By Tracy Wilkinson
Tribune Washington Bureau
WWR Article Summary (tl;dr) Could it finally be time for a woman to lead the U.N.? Some say that given the U.N.’s widely criticized response to scandals such as sex abuse by some U.N. peacekeeping troops and its struggle to respond to the mass movement of refugees in the Middle East and Europe, a new kind of voice, especially that of a woman, is in order.
The chatter these days in the halls of the labyrinthine United Nations complex almost resembles a contested U.S. political convention. Only the names and nationalities are different.
For the first time since the U.N. was founded in 1945, the 193 member states will choose a new secretary-general in a relatively open and apparently transparent election.
And for the first time, a woman could win.
Voting, usually a secretive process of geopolitical deal-making, starts later this year, and the new term starts Jan. 1. Those vying for the post include at least four women, as well as candidates from some of the planet’s tiniest countries, like little Montenegro (population: 650,000).
Formally, nine candidates have thrown their hats in the ring, and a few more are expected in the coming days. Speculation is rampant that someone of the stature of, say, Angela Merkel, chancellor of Germany, could be recruited.
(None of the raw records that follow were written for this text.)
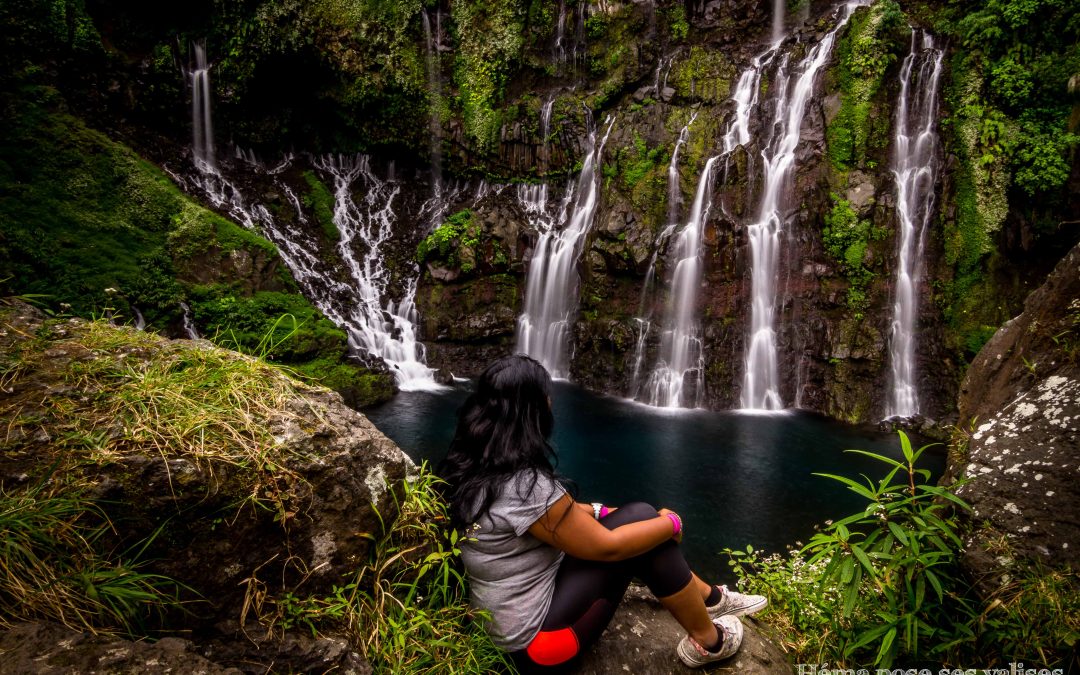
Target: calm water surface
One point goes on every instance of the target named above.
(736, 478)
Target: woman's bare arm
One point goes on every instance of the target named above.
(577, 532)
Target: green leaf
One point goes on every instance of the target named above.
(852, 485)
(865, 561)
(847, 570)
(932, 578)
(898, 532)
(883, 651)
(882, 458)
(905, 445)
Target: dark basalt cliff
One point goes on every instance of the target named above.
(469, 103)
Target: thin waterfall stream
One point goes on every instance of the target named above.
(760, 376)
(552, 280)
(915, 167)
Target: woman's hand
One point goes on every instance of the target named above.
(576, 531)
(677, 536)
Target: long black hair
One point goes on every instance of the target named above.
(503, 428)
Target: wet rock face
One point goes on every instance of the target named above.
(642, 638)
(51, 649)
(334, 468)
(1022, 395)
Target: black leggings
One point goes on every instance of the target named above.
(588, 592)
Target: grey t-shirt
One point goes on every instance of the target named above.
(511, 572)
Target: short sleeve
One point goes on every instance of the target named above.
(526, 498)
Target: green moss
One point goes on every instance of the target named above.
(95, 228)
(489, 41)
(864, 53)
(442, 243)
(321, 200)
(847, 238)
(703, 75)
(677, 25)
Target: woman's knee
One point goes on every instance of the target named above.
(633, 512)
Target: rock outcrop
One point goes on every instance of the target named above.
(1022, 396)
(643, 636)
(51, 649)
(293, 514)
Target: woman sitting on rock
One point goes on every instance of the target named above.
(551, 571)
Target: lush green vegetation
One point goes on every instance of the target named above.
(55, 565)
(95, 230)
(1010, 104)
(871, 44)
(885, 586)
(408, 606)
(703, 75)
(489, 42)
(134, 394)
(847, 238)
(461, 243)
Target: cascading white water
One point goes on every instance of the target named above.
(202, 130)
(434, 93)
(682, 360)
(188, 323)
(386, 332)
(551, 288)
(558, 49)
(779, 7)
(674, 199)
(915, 166)
(545, 111)
(760, 378)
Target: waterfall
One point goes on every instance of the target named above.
(778, 19)
(434, 93)
(915, 165)
(551, 291)
(682, 360)
(188, 323)
(760, 379)
(202, 130)
(674, 199)
(387, 332)
(558, 49)
(545, 111)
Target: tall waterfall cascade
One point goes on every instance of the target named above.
(434, 92)
(793, 88)
(644, 316)
(543, 327)
(915, 165)
(779, 7)
(374, 324)
(202, 129)
(682, 359)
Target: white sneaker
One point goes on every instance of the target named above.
(736, 604)
(694, 656)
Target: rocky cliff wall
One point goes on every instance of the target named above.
(489, 95)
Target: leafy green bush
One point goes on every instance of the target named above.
(885, 585)
(408, 606)
(489, 42)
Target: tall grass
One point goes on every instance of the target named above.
(407, 608)
(133, 393)
(53, 566)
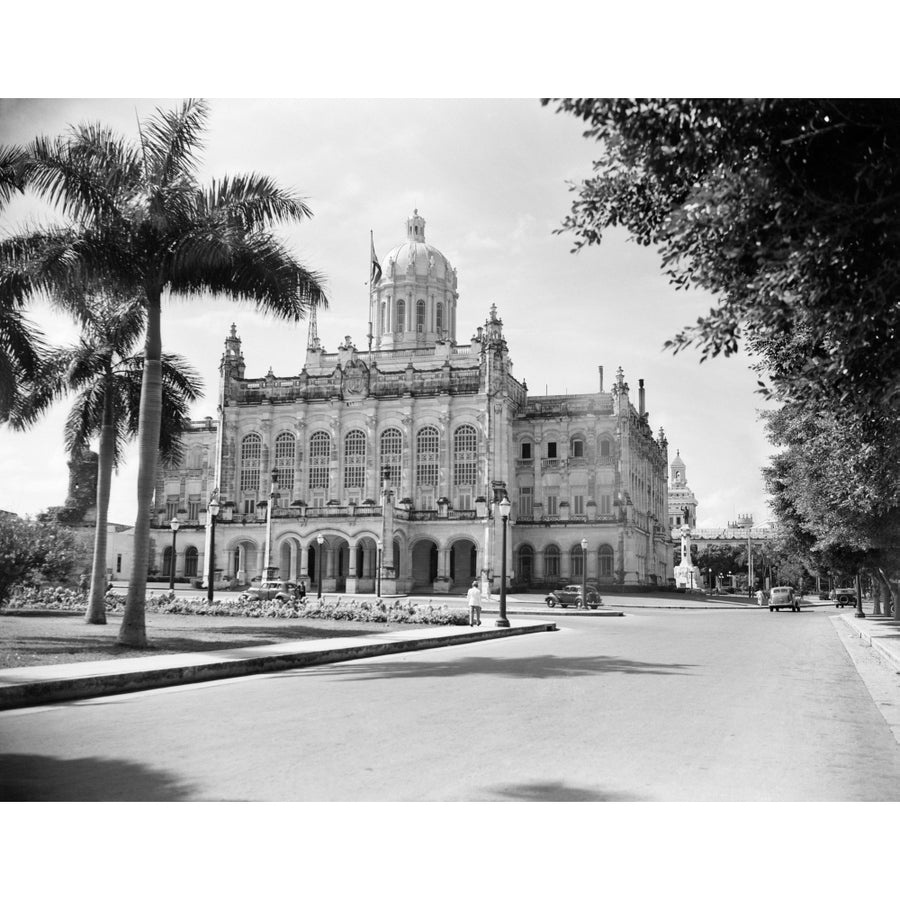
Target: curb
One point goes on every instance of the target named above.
(192, 668)
(884, 646)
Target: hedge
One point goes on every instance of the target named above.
(337, 608)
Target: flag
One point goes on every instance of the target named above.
(375, 275)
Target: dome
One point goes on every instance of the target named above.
(416, 255)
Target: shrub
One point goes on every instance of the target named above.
(335, 608)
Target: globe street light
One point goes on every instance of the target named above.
(503, 622)
(584, 571)
(272, 488)
(213, 509)
(174, 525)
(378, 571)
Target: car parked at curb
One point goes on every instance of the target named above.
(783, 598)
(271, 590)
(571, 595)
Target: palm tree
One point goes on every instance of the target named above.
(105, 377)
(142, 220)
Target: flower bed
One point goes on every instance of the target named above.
(337, 608)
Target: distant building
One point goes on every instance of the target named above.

The candidates are making the rounds of hearings, submitting their resumes and traveling to high-profile U.N. events the world over. Campaigning can be risky, though, for a position whose job description could be “world’s ultimate diplomat.”
Aspirants have to be careful not to voice views that could come back to haunt them. For example, advocacy on behalf of LGBT rights, a favored U.N. cause, could doom a candidate in some African or Asian countries where homosexuality is still illegal.